For consent to be enthusiastic, it must not be given with trepidation but rather with eager willingness. There should be nothing but excitement and willingness to participate when consent is given. When the other four characteristics of affirmative consent are understood and valued appropriately, enthusiastic consent is the only kind of consent that can come from a willing partner. Anything less than an eager willingness is strictly not consent.

Specific

For consent to be specific, it must be understood by those involved to apply to specified acts and the current engagement only. Consent to perform one sexual act does not mean consent to perform another act. Nor does consent given in one encounter extend to another encounter.

There are some commonly raised concerns by well-intentioned persons who want to make sure their sexual partner is having as fulfilling an experience as they are. Some questions are:

  • When is it OK and on the contrary not OK to broach sex?
  • How does inebriation factor into affirmative consent?
  • How does a person discern subtle queues that consent should be reaffirmed or has been withdrawn?
  • And how does one make affirmative consent sexy?
Let’s look at these questions in order.

Dea stated that to broach sex appropriately, one should be aware of power differentials.

“Bosses shouldn’t broach sex with their employees, profs shouldn’t broach it with their students, and so on…not with minors, obviously, unless you are also a minor…in general, we shouldn’t broach sex with co-workers. People have the right to participate in their workplace without being sexualized…and not when the other person is intoxicated.”

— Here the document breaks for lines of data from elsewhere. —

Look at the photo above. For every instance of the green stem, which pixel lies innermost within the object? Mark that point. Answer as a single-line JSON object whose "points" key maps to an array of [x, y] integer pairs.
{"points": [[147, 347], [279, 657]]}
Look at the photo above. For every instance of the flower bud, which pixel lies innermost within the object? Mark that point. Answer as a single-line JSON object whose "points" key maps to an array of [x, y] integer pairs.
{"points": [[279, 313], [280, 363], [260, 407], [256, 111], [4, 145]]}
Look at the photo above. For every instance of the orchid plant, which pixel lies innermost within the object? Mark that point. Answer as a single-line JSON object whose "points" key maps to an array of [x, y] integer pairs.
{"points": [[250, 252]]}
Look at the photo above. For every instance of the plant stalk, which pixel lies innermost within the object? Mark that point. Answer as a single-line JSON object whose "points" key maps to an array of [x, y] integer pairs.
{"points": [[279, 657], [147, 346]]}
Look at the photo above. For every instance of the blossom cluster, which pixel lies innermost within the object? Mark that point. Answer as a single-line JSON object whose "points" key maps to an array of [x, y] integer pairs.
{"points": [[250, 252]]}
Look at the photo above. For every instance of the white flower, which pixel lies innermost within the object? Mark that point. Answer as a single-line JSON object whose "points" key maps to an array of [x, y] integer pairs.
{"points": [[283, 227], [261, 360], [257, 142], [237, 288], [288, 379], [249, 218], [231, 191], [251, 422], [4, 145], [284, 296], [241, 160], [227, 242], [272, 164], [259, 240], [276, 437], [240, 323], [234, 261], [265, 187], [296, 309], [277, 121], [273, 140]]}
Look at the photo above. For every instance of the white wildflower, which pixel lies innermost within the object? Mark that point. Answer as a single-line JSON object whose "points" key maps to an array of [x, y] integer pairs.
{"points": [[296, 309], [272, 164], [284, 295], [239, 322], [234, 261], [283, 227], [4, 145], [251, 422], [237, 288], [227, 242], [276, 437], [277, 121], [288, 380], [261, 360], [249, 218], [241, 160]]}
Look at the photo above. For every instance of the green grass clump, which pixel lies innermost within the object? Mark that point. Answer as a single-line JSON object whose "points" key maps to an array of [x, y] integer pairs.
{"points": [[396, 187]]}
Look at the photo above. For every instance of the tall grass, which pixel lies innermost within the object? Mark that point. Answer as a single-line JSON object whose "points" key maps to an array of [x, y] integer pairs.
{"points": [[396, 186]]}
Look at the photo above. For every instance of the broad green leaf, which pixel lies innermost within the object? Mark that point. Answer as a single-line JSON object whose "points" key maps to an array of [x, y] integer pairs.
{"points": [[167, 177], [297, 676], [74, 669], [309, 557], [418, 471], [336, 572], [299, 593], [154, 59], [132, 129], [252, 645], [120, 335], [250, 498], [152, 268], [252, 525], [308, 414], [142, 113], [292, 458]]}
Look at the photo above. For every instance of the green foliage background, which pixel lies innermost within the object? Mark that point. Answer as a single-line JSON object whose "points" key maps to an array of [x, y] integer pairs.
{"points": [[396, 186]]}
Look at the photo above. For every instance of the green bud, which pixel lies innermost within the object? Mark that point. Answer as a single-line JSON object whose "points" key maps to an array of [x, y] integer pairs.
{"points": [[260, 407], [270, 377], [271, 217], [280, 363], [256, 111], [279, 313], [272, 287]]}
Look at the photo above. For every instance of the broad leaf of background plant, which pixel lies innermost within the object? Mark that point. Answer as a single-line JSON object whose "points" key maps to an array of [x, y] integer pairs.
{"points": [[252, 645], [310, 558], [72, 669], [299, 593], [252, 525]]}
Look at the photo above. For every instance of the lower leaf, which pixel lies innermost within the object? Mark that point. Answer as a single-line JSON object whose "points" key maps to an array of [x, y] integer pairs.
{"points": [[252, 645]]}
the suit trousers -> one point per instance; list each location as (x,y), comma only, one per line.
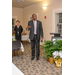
(33,42)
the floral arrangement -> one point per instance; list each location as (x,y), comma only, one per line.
(57,58)
(13,33)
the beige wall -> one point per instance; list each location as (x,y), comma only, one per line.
(18,12)
(22,15)
(46,23)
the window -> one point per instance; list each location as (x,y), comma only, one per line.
(59,25)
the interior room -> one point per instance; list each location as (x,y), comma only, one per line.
(49,12)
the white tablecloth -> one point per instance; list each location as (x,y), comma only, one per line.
(15,70)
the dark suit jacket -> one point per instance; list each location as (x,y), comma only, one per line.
(20,31)
(39,30)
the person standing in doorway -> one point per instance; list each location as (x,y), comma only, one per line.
(18,30)
(35,27)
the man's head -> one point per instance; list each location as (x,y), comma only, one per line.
(18,22)
(34,17)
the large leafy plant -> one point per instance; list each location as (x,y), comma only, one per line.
(58,45)
(49,47)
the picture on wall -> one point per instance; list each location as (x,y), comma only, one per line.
(30,16)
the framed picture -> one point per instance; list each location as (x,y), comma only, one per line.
(30,16)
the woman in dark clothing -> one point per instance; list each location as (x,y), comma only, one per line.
(18,30)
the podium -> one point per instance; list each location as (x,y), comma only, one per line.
(56,36)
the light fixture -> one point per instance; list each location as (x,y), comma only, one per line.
(44,7)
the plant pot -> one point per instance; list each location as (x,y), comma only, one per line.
(58,63)
(51,60)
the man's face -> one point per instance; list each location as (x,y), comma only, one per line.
(17,23)
(34,17)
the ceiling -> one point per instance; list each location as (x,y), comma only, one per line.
(25,3)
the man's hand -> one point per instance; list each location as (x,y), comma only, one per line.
(28,27)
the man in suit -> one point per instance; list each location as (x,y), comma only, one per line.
(35,27)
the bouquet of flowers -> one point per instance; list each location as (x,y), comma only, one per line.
(57,58)
(13,33)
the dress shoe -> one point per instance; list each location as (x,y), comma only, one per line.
(32,58)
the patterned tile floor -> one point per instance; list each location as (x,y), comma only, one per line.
(35,67)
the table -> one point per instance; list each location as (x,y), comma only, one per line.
(16,46)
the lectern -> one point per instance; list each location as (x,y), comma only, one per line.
(56,36)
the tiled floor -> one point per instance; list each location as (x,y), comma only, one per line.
(34,67)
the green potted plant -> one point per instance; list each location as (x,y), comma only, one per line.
(57,45)
(48,45)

College and university cultures still lean heavily toward alcohol and drug use which both impair cognitive functioning and in turn, the ability to make sound decisions. When someone is intoxicated to the point where their judgement is compromised, they cannot express “no,” or cannot understand the scope of what they are consenting to (i.e., if any of the F.R.I.E.S. conditions are not or cannot be met), then there is no consent. Full stop.

When affirmative consent is given, no well-intentioned participant wants the sexual encounter for which consent has been given to continue if their partner no longer consents.

“No means no, but so does, ‘I’m not sure about this,’ or pulling your head away or rolling over to the other side of the bed, or getting a glass of water,” Dea said. “People use lots of cues to cool things down. We owe it to our partners (and ourselves!) to be attuned to those cues.”

Finally, it may be of concern that obtaining affirmative consent will ruin the mood and make a sexual engagement stale, unexciting, or less passionate. On the contrary, affirmative consent has all the potential to be wonderfully sexy.

“It takes practice!” Dea said. “But once you get the hang of it, it can be part of what’s sexy about the encounter.

“Being specific about what you would like to do with your partner and asking if they’re into it can be hot! Being able to bring sex into the light and talk about it in a detailed way that ensures all partners are into it opens an exciting range of possibilities.”